Na série exibida pela Netflix é trazido outro tipo de violência, também
estrutural, porém muito mais simbólica do que física, a violência embutida na tentativa
de ascender socialmente em ambiente onde as oportunidades não são iguais para
todos os negros. O personagem de Glover tentar ser o empresário do rapper Paper Boi em situações que num primeiro
olhar (quero dizer, num olhar “tipicamente brasileiro”) não trazem nada de
engraçado ou filosoficamente relevante. É aí que está o segredo da série, na
sutileza com que trata os pormenores das relações cotidianas - quem não tem
intimidade com a ironia e o sarcasmo corre o risco de não penetrar na viagem.
Certas situações que podem ser pensadas como humilhantes e geradoras de pura
estigmatização recebem um tratamento que podem fazer o espectador questionar
qual é sua zona de conforto enquanto observador dessa história. Glover consegue
ser sutil quando muitos seriam grosseiros.

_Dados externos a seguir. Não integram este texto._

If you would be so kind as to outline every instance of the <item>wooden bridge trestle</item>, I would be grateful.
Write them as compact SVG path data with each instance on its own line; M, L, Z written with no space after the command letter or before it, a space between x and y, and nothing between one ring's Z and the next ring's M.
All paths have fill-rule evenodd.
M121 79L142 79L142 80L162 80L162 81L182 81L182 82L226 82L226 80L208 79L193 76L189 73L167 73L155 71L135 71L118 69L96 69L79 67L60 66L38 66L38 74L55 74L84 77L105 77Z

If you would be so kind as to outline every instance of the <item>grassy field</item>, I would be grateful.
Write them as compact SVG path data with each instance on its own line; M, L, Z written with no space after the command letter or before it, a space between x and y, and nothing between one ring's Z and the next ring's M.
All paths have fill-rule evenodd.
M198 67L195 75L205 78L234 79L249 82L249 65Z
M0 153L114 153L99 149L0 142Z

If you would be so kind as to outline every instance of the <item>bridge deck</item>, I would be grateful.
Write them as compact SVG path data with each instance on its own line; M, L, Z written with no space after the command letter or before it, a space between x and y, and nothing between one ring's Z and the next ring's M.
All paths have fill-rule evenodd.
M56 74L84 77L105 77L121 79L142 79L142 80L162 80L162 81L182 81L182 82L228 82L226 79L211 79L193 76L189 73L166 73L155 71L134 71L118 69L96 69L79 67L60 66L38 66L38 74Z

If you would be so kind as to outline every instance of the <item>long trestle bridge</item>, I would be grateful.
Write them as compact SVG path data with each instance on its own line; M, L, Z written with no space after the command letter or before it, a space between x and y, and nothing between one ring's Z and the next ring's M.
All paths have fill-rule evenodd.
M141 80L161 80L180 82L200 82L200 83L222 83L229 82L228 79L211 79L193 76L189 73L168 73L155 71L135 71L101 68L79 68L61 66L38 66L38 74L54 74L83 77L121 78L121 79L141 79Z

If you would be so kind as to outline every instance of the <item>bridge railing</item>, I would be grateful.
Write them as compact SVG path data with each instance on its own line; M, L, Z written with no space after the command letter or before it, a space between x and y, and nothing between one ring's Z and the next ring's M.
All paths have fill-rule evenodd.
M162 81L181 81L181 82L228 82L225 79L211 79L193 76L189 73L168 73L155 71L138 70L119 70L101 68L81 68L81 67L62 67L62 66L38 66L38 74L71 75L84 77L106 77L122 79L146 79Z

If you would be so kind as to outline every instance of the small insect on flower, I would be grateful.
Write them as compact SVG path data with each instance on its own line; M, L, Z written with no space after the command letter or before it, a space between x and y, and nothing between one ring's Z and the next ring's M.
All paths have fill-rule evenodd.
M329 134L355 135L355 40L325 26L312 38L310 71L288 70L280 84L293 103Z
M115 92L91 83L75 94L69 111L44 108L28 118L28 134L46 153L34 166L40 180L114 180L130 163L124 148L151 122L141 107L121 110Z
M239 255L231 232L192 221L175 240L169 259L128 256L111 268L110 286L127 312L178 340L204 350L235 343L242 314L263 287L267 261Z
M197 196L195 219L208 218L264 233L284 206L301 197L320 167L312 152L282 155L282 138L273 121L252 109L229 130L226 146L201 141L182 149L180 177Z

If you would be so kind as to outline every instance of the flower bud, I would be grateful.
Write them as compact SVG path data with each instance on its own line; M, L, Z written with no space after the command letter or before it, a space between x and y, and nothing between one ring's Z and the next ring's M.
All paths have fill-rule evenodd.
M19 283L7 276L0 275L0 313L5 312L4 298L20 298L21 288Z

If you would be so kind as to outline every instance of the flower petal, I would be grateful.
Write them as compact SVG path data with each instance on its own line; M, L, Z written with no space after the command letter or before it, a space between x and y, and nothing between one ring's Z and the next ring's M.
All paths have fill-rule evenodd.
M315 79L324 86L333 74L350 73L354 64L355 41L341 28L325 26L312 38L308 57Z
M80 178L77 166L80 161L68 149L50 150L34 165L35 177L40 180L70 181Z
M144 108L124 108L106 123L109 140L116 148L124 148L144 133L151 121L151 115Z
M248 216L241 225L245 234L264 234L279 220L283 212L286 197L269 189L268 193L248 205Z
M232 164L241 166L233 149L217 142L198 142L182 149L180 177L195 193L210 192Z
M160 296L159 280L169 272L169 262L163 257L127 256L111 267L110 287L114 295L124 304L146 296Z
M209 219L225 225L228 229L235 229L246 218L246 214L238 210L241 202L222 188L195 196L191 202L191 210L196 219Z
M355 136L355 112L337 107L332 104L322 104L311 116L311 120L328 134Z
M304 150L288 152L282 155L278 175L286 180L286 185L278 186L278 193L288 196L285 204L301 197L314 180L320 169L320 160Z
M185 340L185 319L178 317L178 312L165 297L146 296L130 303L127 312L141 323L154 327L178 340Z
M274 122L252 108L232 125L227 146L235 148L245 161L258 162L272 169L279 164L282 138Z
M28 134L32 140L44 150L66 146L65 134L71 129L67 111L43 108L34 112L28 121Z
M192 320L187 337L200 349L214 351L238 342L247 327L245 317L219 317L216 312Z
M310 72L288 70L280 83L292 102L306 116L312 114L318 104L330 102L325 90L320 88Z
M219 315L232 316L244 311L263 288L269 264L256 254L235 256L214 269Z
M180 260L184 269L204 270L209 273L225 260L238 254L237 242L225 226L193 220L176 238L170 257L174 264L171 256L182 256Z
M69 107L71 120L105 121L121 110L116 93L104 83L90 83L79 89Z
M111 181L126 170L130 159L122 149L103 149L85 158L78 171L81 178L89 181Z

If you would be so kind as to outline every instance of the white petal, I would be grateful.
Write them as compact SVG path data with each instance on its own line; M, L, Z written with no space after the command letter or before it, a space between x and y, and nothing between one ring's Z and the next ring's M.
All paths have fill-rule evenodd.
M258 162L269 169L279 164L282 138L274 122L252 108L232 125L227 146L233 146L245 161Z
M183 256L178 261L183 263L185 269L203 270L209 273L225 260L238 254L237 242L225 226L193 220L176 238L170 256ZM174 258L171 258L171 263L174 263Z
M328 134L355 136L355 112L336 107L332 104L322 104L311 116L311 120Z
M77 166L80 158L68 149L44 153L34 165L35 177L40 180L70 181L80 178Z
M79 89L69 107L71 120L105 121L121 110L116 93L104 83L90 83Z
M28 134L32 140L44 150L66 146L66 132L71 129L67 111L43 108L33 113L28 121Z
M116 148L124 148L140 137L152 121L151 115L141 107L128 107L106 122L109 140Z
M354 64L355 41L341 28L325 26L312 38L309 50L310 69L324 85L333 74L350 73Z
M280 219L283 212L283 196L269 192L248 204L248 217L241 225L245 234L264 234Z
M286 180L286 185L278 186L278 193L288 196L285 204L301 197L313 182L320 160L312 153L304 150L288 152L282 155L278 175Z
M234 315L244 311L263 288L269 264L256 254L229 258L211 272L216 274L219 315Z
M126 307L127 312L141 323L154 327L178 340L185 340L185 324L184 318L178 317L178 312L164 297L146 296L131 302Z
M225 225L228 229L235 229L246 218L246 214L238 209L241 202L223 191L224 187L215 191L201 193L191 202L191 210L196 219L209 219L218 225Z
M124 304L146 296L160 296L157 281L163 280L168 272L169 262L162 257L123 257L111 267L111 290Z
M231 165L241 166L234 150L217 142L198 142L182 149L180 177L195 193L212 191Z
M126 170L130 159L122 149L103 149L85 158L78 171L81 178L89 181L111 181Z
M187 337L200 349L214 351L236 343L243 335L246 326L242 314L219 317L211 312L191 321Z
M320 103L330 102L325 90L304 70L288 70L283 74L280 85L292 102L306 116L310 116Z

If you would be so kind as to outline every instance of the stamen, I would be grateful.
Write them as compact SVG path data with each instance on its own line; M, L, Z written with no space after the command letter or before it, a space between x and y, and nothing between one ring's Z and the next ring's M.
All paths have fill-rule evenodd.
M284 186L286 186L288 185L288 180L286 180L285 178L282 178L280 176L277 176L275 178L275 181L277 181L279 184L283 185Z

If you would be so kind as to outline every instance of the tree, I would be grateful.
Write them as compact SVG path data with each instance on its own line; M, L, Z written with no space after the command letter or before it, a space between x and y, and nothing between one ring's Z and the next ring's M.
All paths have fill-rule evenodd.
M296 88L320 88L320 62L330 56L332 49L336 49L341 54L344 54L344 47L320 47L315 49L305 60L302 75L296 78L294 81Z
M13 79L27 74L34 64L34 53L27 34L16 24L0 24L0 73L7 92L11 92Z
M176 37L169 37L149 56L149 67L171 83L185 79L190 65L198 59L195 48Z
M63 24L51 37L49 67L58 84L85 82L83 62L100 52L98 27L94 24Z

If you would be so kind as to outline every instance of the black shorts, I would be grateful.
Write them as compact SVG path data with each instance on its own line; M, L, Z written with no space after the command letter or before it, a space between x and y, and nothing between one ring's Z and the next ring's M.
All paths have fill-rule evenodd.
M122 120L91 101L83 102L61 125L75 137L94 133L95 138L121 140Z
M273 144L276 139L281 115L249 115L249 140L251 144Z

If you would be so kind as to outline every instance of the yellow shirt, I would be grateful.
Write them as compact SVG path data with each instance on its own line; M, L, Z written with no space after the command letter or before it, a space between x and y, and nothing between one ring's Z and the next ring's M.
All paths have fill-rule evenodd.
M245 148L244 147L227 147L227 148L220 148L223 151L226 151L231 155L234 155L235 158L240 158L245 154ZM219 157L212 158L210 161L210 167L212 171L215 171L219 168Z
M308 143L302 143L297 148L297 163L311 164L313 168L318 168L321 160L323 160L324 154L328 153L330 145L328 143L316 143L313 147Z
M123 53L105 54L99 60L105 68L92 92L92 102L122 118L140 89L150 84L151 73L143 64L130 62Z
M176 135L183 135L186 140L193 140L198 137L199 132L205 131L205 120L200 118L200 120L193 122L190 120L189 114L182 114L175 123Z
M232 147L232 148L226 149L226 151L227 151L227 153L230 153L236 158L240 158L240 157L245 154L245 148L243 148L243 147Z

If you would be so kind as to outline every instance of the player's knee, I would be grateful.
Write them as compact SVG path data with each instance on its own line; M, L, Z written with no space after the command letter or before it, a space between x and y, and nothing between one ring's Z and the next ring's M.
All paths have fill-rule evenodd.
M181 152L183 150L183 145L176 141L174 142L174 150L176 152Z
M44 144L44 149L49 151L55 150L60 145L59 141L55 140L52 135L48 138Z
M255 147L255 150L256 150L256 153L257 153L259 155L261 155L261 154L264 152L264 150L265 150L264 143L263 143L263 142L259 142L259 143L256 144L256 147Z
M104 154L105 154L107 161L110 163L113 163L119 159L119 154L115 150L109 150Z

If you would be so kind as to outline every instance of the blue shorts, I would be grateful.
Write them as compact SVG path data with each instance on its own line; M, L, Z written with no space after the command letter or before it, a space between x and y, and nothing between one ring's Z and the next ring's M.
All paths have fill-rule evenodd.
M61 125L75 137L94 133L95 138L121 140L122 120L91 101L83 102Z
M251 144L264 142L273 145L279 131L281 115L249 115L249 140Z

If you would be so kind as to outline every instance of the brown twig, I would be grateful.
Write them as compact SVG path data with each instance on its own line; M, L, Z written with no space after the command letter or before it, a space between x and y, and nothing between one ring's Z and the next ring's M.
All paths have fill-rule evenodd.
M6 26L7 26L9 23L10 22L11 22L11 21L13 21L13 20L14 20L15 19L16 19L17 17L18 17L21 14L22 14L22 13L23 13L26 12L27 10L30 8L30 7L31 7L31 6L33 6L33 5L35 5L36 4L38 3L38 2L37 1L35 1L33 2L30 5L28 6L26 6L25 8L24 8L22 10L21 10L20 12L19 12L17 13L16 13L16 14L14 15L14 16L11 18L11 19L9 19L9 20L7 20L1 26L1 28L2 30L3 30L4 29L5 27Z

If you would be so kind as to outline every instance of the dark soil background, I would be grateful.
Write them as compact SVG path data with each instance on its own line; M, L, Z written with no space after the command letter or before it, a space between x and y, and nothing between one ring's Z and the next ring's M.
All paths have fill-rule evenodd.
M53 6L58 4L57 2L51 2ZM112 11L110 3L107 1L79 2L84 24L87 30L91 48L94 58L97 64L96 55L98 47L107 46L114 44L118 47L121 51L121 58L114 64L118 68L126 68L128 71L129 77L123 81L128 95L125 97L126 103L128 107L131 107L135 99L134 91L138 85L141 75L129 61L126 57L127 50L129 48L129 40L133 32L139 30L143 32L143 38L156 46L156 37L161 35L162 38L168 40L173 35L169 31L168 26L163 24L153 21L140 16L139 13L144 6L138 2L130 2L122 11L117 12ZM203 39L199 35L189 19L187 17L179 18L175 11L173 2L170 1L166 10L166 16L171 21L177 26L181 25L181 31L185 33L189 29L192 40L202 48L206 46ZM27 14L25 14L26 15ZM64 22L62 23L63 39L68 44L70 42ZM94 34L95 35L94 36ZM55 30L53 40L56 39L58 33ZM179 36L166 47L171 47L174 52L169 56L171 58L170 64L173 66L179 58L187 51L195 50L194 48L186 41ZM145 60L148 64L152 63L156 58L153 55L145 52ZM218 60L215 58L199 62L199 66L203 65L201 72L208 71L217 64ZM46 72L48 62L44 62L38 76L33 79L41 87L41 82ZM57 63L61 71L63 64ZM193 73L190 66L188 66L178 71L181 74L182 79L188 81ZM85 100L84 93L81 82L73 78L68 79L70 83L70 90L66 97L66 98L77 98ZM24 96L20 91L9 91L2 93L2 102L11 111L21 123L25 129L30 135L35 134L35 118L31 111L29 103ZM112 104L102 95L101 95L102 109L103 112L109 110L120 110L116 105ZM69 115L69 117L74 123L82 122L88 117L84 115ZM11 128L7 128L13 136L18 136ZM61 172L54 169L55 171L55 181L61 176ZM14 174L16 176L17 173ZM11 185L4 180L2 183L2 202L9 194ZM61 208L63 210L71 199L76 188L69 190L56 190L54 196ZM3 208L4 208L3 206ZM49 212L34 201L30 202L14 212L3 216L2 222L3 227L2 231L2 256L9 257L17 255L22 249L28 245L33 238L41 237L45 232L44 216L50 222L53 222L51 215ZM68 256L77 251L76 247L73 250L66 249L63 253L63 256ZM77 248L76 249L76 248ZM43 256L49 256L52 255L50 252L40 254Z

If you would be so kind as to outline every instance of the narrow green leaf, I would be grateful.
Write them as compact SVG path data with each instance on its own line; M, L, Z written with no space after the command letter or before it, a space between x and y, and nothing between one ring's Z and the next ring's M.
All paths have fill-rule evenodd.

Já no filme Mais uma página, atravessamos o Atlântico na companhia
de Kagiso Lediga e vamos parar na África do Sul. Quem aqui sabe alguma coisa
sobre a África do Sul além de Mandela e do Apartheid? Esse filme despretensioso
de Lediga (também escrito e protagonizado por ele) nos oferece a oportunidade
para conhecer esse território, mas mesmo assim nunca se está totalmente preparado
para um outro tããão distante. Quem poderia imaginar que os problemas dos negros "não tão pobres" de lá não são tão diferentes dos negros não tão
pobres daqui? Sim, porque, o primeiro choque cultural é perceber que um filme
que se passa em Joanesburgo não tem como foco os negros pobres dos guetos. O
que vemos são negros com um alto padrão de consumo e em um ambiente
universitário. Para não sermos spoiler evitaremos detalhes, contudo é o lugar
de fala do protagonista que desencadeia as questões centrais do filme, o lugar
de fala de um negro de classe média professor universitário problematizador de
questões do cotidiano - alguns de vocês até acham que já conhecem esse filme,
né? Cuidado! Também nessa obra nada é exatamente óbvio e alguns podem até
demorar certo tempo para assimilar o fluxo de ironias!
De todo modo, entre discursos de fora e de dentro da nossa
realidade mais próxima, o olhar de cada um sobre essas obras vai depender das
cores que aprendeu a usar no seu cotidiano e das consequências que esse matiz de
cores pode oferecer. Nesse sentido assista essas obras e perceba se elas vibram
em preto e branco ou de acordo com o colorismo que é ensinado nas redes sociais.